Contemplant le monde orthodoxe après le schisme, force est de constater les réalités de la division juridictionnelle, de l’inclination à la politisation de la vie ecclésiale et de la permanence d’un sentiment national parfois excessif dans certaines communautés. À titre d’exemple, évoquons la rupture de la communion eucharistique survenue en 2018 entre le Patriarcat de Moscou et le Patriarche œcuménique autour d’une querelle juridictionnelle relative à l’Église orthodoxe en Ukraine.
On pourrait être tenté d’avancer que cette situation, qui n’est pas nouvelle, est en quelque sorte liée à une conception si collégiale et décentralisée de l’Église qu’elle peut, dans certains cas, perdre de vue le caractère véritablement universel de la communauté des croyants. Interpréter le tournant synodal comme une rupture comporte ainsi potentiellement un risque de fragmentation.
Un synode qui soutient le ministère pétrinien
Si la suprématie pontificale a pu donner lieu à des abus dans l’Église, elle a été l’instrument et le véhicule de son unité sur le plan institutionnel, mais aussi le moteur d’un développement doctrinal organique et continu par lequel, soutenue dans l’être par l’Esprit, elle poursuit sa route en rejetant ce qui est superficiel et en maintenant ce qui est essentiel.
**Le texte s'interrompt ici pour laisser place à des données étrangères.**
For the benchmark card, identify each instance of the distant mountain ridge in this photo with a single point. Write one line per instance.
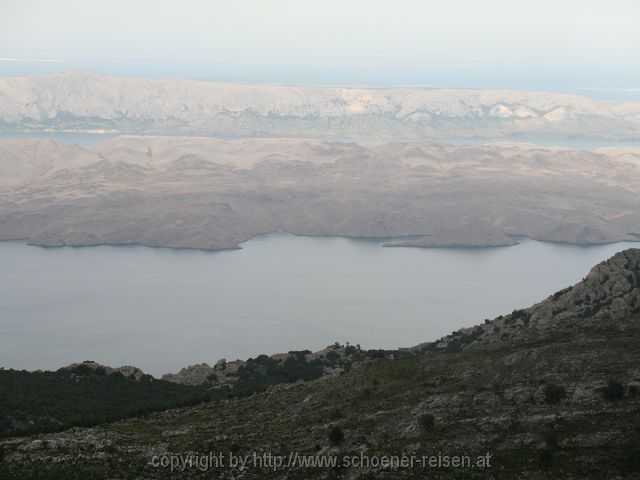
(195, 192)
(86, 101)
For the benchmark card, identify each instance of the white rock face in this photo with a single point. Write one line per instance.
(86, 101)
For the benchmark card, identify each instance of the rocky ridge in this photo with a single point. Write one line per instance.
(86, 101)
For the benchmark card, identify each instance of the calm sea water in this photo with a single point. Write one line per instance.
(163, 309)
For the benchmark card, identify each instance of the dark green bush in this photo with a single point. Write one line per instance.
(613, 391)
(336, 435)
(554, 393)
(427, 422)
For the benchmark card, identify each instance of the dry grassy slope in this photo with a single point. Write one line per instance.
(493, 397)
(205, 193)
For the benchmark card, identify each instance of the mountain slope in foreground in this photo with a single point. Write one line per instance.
(552, 391)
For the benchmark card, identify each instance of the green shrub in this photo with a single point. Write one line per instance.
(427, 422)
(554, 393)
(613, 391)
(336, 435)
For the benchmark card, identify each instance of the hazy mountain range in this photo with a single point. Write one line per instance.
(211, 194)
(84, 101)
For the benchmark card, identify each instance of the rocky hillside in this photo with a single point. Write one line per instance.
(84, 101)
(558, 397)
(609, 293)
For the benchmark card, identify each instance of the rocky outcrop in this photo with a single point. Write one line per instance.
(609, 293)
(127, 370)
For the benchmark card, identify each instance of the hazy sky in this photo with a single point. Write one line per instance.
(588, 47)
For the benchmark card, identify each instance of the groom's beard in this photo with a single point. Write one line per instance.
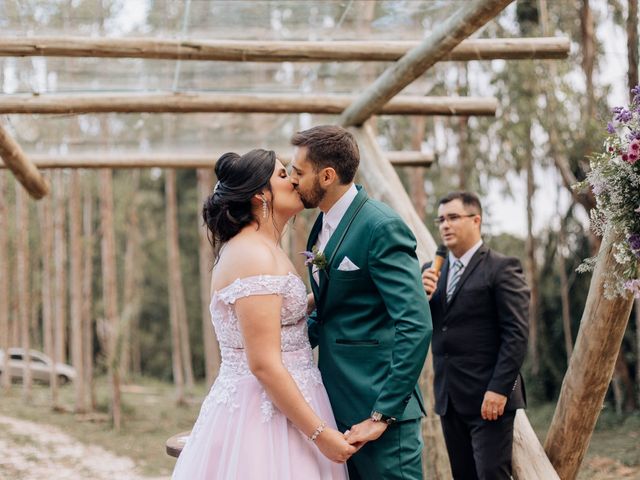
(312, 198)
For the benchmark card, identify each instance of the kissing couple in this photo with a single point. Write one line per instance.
(272, 413)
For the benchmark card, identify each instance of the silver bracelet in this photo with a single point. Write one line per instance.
(318, 431)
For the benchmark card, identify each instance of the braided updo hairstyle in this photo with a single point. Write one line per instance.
(228, 209)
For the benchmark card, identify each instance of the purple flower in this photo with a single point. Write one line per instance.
(633, 286)
(634, 243)
(622, 114)
(308, 257)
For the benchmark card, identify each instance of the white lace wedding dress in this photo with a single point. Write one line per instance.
(239, 433)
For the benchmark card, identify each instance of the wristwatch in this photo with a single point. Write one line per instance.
(379, 417)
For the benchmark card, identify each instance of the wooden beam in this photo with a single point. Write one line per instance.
(435, 47)
(529, 460)
(180, 160)
(276, 51)
(587, 379)
(236, 103)
(24, 171)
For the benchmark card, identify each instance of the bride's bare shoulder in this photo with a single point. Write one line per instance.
(245, 256)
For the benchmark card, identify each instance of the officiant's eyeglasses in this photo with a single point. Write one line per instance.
(451, 218)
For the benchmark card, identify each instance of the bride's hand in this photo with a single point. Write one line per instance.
(333, 446)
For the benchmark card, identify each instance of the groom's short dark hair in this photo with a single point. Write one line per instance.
(468, 199)
(330, 146)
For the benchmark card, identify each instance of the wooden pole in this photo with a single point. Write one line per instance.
(193, 102)
(205, 256)
(383, 183)
(277, 51)
(87, 295)
(188, 160)
(174, 278)
(22, 277)
(530, 462)
(24, 171)
(590, 370)
(75, 245)
(110, 292)
(5, 380)
(418, 60)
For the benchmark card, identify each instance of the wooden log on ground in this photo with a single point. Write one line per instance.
(590, 370)
(418, 60)
(24, 171)
(191, 160)
(276, 51)
(196, 102)
(530, 462)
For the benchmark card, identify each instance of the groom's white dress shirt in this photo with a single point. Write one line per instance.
(331, 220)
(465, 259)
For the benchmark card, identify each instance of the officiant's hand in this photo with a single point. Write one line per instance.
(364, 432)
(333, 445)
(429, 281)
(493, 405)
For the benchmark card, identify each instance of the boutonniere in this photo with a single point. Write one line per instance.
(315, 257)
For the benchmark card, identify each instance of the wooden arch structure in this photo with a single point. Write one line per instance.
(584, 386)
Ainsi, par la grâce de Dieu, l’Église catholique demeure dans son unité adroitement attachée aux vérités morales et spirituelles élémentaires, ailleurs parfois mises de côté. De même, la doctrine y connaît un déploiement naturel, semblable à celui d’un arbre dont la croissance se poursuit sans discontinuité ni contradiction. Comprendre le tournant synodal comme une altération de l’autorité du Pape – et par ailleurs du Concile – comporte ainsi les risques de la perte des repères et de l’enfermement.
Nous sommes appelés, comme catholiques, à entrer dans cette démarche avec confiance, ainsi qu’à participer – chacun selon son état de vie, chacun selon ses charismes particuliers – au discernement du Christ pour son Épouse, l’Église. Ainsi, nous pourrons accueillir la grâce de cette occasion de participer d’une manière différente à la vie de l’Église et, dans la mesure du possible, à la réconciliation de tout le Corps du Christ. En temps voulus, nous pourrons chercher à comprendre les conclusions de cette démarche à la lumière de l’ensemble de la Révélation et de la Tradition chrétienne.